I have an array for all the background data that shall be updated during the next NMI call. This array includes PPU starting addresses, the PPUCTRL value (for horizontal or vertical drawing) and the graphical data. And the terminating character for one block of data is 0xFE (so that the same array can include update information for various portions of the screen) and the final terminating character is 0xFF. And when a certain boolean variable is set to true, the NMI reads this array (and then sets the boolean variable back to false, so that it isn't read in the next frame anymore) and puts the data into the PPU.
memcpy might be helpful to copy graphical information from the ROM into this array.
Same with palette data.

Note that you shouldn't read the joystick from C if you enable the optimizer, for reasons that thefox pointed out here: http://kkfos.aspekt.fi/projects/nes/lib ... -for-cc65/

That's no problem.
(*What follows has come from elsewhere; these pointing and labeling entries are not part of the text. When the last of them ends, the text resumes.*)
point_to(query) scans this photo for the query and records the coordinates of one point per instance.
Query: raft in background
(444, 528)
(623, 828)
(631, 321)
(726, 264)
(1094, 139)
I already implemented my controller reading function in assembly. The whole controller status is written into one simple variable once per frame. And the C code then merely has to check this variable.

In fact, I don't access any of the NES registers or any of that low-level stuff from within C. While I prepare general arrays that do include NES-specific data (like the PPU address high byte and low byte to write to and the PPUCTRL value that shall be set for this drawing process) in C, the actual communication with the PPU itself is always done in assembly.